The Sea Bat (1930)
7/10
Before "Jaws", there was "Manta!"
5 April 2019
Warning: Spoilers
A very enjoyable early talkie melodrama , this West Indies adventure yarn combines some gorgeous tropical photography with a religious spin involving minister Charles Bickford trying his best to reform temperamental native Raquel Torres who has a body for sin and a desire for life any way she can get it. She is surviving the loss of her brother (Nils Asther) who was brutally killed by the giant manta ray after the envious John Miljan cut his line while Asther was exploring the coral reefs. Bickford, a sermonless minister, arrives for an agenda of his own, and like Walter Huston in "Rain", finds himself obsessed with reforming Torres. although he doesn't go as far as Huston did with Joan Crawford. Miljan takes things too far by intending to feed Bickford to the huge "sea bat", and this leads to a chilling conclusion where the size of this true sea monster is revealed.

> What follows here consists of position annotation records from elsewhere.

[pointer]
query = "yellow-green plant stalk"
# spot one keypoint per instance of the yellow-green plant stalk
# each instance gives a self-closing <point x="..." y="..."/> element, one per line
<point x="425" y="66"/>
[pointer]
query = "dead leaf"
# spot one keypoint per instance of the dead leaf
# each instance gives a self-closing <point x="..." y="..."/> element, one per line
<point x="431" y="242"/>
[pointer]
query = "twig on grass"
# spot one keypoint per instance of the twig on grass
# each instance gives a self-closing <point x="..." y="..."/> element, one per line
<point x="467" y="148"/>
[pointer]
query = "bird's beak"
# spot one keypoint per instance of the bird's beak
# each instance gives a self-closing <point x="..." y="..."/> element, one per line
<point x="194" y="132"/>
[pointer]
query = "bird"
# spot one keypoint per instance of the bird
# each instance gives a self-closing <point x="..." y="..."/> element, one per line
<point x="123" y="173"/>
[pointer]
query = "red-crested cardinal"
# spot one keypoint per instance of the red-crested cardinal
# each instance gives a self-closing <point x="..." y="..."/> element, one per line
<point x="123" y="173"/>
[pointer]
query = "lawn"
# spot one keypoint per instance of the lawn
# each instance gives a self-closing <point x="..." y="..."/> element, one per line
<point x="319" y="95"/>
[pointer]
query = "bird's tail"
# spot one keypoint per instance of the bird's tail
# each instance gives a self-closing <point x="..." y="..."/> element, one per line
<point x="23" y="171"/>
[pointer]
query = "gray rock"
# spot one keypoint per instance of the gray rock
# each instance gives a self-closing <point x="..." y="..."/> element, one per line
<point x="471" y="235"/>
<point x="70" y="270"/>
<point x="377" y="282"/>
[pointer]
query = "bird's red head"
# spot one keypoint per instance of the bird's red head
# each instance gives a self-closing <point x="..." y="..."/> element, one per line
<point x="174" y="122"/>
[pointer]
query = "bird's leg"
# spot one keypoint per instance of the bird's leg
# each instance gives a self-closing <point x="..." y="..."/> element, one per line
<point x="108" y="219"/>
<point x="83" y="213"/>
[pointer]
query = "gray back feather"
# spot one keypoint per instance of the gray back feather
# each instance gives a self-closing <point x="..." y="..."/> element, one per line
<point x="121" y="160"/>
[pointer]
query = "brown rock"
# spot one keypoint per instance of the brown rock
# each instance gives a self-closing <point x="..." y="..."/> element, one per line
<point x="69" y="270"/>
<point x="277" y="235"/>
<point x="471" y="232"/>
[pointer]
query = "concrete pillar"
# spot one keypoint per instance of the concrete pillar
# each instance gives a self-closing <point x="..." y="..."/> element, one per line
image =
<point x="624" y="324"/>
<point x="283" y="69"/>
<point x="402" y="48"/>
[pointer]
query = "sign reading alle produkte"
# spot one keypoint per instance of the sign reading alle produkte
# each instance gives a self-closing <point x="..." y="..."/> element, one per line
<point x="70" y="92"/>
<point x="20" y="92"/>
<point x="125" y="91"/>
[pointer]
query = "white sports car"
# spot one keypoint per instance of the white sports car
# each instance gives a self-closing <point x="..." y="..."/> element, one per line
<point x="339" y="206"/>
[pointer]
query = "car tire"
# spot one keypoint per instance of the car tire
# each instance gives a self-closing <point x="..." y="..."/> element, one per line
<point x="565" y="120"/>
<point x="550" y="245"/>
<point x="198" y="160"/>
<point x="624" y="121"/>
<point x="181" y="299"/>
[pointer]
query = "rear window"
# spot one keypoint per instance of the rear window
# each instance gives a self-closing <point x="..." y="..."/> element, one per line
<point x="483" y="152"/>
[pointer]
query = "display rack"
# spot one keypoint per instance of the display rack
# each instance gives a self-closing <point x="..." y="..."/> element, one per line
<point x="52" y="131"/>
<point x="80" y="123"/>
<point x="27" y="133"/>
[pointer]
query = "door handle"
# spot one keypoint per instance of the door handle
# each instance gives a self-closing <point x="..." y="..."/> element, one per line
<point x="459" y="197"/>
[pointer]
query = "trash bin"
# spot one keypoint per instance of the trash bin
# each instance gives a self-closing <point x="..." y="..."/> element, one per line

While a bit clunky compared to the standards of films made just a few years later, this has an exotic feel to it, and stands the test of time outside the bounds of just mere curiosity. If you blink, you might miss a youngish Boris Karloff, barely recognizable. Bickford and Torres do display some heat together, and in spite of what could have been a one dimensional part, Torres makes her character likable. Bickford, who could play brutes on screen, is quite understated here. But the best performance is by George F. Marion as Torres' drunken father who in spite of seemingly constant intoxication is quite spiritual. This is enjoyable for its fabulous use of exotic locations and pre-code insinuations of sexual desire. The direction by Wesley Ruggles and Lionel Barrymore apparently went uncredited, but this is pretty much the kind of film where the photographer is really the star behind the scenes, a testament to cinematographer Ira H. Morgan whose career spanned the mid teen's to the late 1950's.